From Carn Daimh we followed the high ridge past Carn Liath before beginning a gradual descent back to the Glenlivet Distillery, passing the monument at Upper Drumin that marks the site of George Smith’s first legal distillery in Glen Livet and Josie’s Well, whose mineral rich waters still supplies the Glenlivet distillery, the oldest legal distillery in Scotland. It’s sobering to sit by the spring and consider that from this simple source of water bubbling up through the ground over six million bottles of whisky are produced every year.

Cameron McNeish


Map: OS 1:50,000 Landranger sheet 36 (Grantown and Aviemore)

Distance: 11 km./7 miles

Approx Time: 3-5 hours

Start/Finish: The Glenlivet Distillery, Glen Livet (GR: NJ196291)

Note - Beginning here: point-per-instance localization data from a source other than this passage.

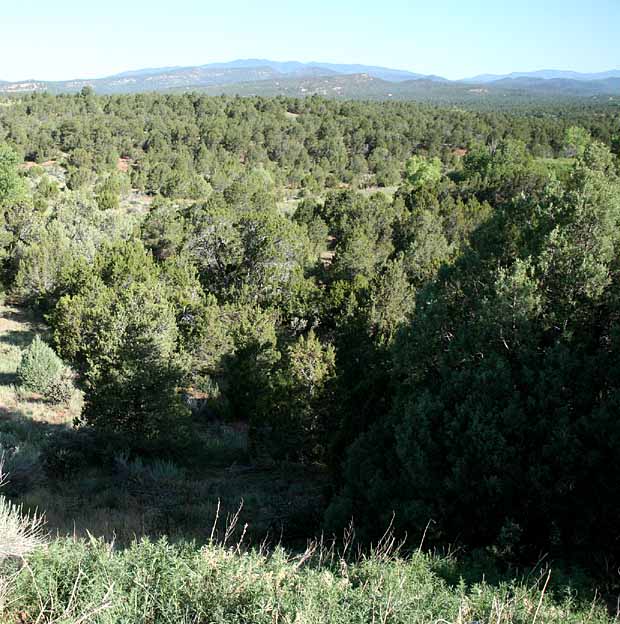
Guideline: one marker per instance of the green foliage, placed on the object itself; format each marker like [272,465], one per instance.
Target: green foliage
[120,331]
[422,173]
[504,385]
[295,422]
[74,578]
[444,348]
[40,368]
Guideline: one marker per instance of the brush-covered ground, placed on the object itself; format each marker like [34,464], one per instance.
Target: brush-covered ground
[147,541]
[59,469]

Information: Grantown-on-Spey TIC, 01479 872242; Glenlivet Estate, 01479 870070, www.glenlivetestate.co.uk .

Route: Leave the distillery grounds, cross the road and pass the houses at Castleton and the ruins of Blairfindy Castle. At the end of the road go through a gate onto a grassy track. Follow this for a kilometre to Blairfindy. Follow the road for a short distance before leaving it on the right to follow another footpath, above Tomnavoulin, to Eastertown. A farm track now leads to Westertown, where a track goes through a gate on the right and climbs up to a block of woodland on the hillside above. Go through the woods and contour on a hill track across the hill to reach the saddle of a ridge between Carn Liath in the N and Carn Daimh in the S. Climb to the summit viewpoint of Carn Daimh, return and continue N, past Carn Liath, and down to Upper Drumin. Take the road past Blairfindy Lodge back to the distillery.